Conclusions

Contents

Conclusions

In this project, we implemented and benchmarked several widely used models for recommender systems on 6 different size of datasets sampled from Yelp academic dataset. We tested several baseline models, collaborative filtering models and content filtering models, and explored several strategies of building ensemble models. Our regression based baseline model performed best on test set among baseline and collaborative filtering models we tried. We found the performance of matrix factorization based latent factor models is generally better than that of neighborhood methods, which is presumably due to the sparsity of the dataset. We recommended random forest for the construction of ensemble estimator from predictions of base estimators. Finally, we demonstrated our models perform robustly on different size of datasets.

Future work

Address potential drawbacks in content filtering models

Although the test $R^2$ of our content filtering models is very high, we found the most siginificant predictors are average ratings of user and restaurant instead of user or restaurant profiles, which is fishy. We then realized our assumption that average ratings of user and restaurants are always available might be incorrect since a lot of users / restaurants only sent / recieved one rating, which questioned the validity of our content filtering models.

One potential solution to this issue is to obtain average ratings of users or restaurants by learning from data in the training set as what we did in baseline (mean) model rather than using the average ratings in the user and business tables directly. We expected the test $R^2$ to be lower if we process data in this way. To improve the performance of content filtering models, we need to figure out how to acquire more useful features from user or restaurant profiles.
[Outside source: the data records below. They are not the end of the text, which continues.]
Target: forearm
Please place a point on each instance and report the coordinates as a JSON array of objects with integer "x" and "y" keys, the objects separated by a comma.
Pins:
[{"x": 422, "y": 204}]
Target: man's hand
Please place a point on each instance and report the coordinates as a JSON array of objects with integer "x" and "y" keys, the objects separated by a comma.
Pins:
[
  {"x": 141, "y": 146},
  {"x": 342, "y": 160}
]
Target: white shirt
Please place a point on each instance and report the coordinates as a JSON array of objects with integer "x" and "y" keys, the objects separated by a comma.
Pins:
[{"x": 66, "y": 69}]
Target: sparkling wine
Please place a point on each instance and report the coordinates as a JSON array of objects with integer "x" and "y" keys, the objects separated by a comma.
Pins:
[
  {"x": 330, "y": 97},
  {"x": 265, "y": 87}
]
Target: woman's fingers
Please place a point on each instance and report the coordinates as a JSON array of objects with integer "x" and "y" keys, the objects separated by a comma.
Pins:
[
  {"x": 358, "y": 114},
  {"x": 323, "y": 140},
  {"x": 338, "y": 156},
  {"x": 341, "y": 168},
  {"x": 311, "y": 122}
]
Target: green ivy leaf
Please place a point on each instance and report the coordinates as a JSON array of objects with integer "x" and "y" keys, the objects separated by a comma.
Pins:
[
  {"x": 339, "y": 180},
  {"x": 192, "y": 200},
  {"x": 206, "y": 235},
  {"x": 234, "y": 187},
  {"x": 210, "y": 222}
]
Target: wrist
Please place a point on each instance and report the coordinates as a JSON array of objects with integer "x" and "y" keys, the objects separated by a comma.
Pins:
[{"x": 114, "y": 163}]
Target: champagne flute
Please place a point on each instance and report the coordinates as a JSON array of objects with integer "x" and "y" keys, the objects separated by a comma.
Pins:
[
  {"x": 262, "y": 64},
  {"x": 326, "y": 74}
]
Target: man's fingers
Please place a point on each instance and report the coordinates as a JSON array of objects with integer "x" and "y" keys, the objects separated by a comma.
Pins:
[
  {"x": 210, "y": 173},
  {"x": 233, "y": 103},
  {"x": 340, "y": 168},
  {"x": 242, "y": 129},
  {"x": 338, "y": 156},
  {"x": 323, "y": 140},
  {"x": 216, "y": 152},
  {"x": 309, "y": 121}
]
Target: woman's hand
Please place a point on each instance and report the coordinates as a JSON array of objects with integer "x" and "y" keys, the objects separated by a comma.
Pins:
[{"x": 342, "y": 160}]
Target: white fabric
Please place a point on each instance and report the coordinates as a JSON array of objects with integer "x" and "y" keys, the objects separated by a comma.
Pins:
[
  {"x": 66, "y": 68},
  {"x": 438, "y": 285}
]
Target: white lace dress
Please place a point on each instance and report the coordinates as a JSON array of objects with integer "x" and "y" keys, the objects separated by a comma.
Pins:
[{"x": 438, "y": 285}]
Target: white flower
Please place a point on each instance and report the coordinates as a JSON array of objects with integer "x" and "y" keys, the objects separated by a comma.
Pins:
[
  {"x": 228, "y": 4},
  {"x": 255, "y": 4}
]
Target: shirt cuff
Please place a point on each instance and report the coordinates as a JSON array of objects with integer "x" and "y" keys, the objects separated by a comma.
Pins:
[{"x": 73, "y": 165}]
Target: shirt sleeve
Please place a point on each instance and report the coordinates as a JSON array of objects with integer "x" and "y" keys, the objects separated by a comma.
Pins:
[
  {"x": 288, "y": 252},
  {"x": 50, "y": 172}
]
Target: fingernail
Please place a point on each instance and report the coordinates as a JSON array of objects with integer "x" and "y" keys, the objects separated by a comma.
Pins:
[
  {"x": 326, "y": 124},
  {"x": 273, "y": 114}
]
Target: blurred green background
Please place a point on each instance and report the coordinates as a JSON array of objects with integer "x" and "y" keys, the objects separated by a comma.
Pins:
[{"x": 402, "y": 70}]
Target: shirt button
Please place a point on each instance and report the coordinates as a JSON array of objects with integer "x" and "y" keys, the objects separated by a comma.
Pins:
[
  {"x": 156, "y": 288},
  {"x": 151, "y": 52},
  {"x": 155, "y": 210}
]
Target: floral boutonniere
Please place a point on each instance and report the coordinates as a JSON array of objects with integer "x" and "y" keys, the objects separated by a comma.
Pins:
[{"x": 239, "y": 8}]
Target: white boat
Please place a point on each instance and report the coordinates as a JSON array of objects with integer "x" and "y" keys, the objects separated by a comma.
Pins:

Improve the efficiency of SVD-ALS models

We noticed the fitting time of 2 SVD-ALS models we implemented was much longer than other algorithms we tested. And we believed it was mainly due to defects in our implementation since we implemented the algorithms in python, which might not be efficient enough. We could try implementing the algorithms in cython and utilizing parallel computing strategies to speed up computation.

Take temporal dynamics into account

All models we built in this project were static. We could account for temporal effects such as the change of a restaurant’s popularity or user preferences. We could also incorporate incremental learning strategies for our models.

Implement the user interface of recommender systems

We could implement an user interface which recommends restaurants for users based on the predicted ratings.